Processo Mafia Capitale, Carminati non rinnega i Nar e al pm dice: “Non accetto la morale”
Torna a parlare durante il processo Mafia Capitale, Massimo Carminati. E lo fa per dire che non rinnega nulla della sua storia, della militanza nella destra eversiva, che non dimentica i vecchi camerati dei Nar. Alla sbarra è chiamato a testimoniare Lorenzo Alibrandi, fratello di Alessandro, militante dei Nuclei armati rivoluzionari, ucciso a 21 anni in un conflitto a fuoco con le forze dell'ordine. Un rapporto quello con la famiglia Alibrandi cementato degli anni, che fa parte di quella connection che dalla strada alle stanze del potere, ha mantenuto uniti nei decenni una generazione di militanti di estrema destra.

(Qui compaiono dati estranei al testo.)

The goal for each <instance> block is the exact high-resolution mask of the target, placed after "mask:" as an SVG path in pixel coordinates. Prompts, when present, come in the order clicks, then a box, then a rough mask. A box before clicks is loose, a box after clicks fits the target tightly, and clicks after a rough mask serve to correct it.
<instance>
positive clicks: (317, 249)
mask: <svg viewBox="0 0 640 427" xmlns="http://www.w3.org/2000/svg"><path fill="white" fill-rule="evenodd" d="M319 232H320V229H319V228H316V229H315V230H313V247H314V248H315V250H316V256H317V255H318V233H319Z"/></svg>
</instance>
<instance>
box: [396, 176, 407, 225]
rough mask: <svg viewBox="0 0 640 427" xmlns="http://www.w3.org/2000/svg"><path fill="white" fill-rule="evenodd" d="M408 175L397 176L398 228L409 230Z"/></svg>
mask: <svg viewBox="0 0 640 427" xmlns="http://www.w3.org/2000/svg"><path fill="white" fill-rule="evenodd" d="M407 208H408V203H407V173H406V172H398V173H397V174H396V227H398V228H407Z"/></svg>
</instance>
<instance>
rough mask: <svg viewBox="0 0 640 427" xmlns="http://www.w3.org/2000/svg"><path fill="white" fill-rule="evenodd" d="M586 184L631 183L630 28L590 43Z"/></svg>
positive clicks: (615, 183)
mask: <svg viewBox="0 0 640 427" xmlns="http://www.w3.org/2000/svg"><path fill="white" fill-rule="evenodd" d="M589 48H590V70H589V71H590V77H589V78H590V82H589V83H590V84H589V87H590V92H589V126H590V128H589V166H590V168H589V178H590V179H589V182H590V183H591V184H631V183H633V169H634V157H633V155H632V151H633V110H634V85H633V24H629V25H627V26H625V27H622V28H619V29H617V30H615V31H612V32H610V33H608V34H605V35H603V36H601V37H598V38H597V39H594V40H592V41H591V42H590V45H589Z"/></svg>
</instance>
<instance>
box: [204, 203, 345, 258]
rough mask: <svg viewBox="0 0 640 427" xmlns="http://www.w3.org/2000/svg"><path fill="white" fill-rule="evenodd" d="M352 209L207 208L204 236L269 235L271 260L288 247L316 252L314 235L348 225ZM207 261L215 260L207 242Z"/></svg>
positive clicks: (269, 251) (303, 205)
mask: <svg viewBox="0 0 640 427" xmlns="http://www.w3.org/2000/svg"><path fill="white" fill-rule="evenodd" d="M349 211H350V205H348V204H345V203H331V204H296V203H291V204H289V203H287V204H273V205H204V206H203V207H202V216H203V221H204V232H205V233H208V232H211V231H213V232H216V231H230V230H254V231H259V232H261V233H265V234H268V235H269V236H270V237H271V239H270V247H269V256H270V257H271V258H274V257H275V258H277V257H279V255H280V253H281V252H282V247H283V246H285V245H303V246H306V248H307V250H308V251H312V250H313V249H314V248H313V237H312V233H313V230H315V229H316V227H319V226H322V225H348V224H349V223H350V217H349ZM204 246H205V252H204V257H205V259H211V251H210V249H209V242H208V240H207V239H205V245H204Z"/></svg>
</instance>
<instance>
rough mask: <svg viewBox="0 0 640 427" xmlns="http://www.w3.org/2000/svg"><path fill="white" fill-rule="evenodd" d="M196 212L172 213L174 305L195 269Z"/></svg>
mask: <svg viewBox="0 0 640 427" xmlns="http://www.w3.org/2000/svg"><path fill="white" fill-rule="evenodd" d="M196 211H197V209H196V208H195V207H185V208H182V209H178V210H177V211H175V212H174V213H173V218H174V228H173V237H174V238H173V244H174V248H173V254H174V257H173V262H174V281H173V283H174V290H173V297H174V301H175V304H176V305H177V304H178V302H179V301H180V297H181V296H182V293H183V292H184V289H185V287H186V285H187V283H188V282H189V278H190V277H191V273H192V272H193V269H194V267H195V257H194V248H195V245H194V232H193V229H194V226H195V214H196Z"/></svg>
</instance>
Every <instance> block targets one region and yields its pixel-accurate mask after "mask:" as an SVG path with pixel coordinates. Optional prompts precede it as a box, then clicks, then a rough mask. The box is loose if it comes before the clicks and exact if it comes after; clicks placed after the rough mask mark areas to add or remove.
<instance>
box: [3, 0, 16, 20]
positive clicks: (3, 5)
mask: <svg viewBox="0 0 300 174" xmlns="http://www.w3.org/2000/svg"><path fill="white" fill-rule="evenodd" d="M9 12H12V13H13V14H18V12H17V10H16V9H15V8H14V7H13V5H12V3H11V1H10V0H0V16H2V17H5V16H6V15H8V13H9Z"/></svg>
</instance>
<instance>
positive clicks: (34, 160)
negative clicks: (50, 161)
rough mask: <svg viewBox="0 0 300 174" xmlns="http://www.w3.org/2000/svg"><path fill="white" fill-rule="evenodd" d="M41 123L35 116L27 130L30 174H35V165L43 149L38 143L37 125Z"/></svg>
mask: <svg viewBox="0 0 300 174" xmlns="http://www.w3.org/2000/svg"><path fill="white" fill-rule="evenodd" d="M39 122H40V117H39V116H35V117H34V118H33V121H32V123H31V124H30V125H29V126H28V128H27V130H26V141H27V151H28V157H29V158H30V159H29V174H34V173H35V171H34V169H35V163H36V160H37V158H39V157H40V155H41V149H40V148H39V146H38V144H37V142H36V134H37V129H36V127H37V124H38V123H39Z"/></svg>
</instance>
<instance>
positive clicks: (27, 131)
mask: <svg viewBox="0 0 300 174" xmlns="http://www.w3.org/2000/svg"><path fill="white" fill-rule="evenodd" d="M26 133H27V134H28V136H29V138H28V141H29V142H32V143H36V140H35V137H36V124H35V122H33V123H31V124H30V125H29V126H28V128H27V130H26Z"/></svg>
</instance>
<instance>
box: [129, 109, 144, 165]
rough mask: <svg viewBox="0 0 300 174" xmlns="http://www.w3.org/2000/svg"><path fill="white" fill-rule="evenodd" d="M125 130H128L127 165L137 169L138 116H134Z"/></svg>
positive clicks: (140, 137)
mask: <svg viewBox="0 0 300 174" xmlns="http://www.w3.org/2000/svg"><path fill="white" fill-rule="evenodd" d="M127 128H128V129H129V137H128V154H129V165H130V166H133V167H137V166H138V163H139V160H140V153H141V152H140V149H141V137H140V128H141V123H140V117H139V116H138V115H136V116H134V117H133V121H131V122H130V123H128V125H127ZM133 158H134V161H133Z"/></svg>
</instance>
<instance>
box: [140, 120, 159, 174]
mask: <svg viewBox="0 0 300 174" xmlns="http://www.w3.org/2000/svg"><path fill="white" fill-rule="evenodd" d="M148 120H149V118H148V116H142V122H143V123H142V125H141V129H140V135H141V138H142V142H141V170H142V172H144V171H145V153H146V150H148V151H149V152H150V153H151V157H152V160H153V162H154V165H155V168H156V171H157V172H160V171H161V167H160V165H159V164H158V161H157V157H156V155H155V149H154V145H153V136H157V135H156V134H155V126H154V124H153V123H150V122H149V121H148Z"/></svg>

Secondo l'accusa le attività di Alibrandi – titolare della cooperativa Piccoli passi, che si occupa di minori, e socio nella gestione di una spiaggia a Ostia – sarebbero state tutelate, protette, da Carminati. E Alessandro Alibrandi non nasconde il rapporto profondo che lo lega al Cecato: "Carminati dal 1979 era il migliore amico di mio fratello Alessandro, dopo la sua morte è rimasto una figura sostitutiva, è stato ed è come un fratello maggiore. Siamo molto legati, non è un'amicizia, è un legame diverso". "Quando vidi Alessandro da latitante – aggiunge Alibrandi – mi disse che era tornato perché avevano sparato a Massimo e stando a Roma si sentiva più vicino".
Carminati: "Non rinnego nulla della mia vita"
A quel punto Massimo Carminati sbotta e chiede la parola: "Io non rinnego nulla della mia vita, è stata quello che è stata. Ho sempre pensato che è meglio avere una idea sbagliata che nessuna idea. Non posso rinnegare i miei amici così faccio contento il dottor Tescaroli. Lui mi può anche chiedere l'ergastolo, è un suo diritto. Io ammiro la sua cattiveria professionale ma non può farmi la morale".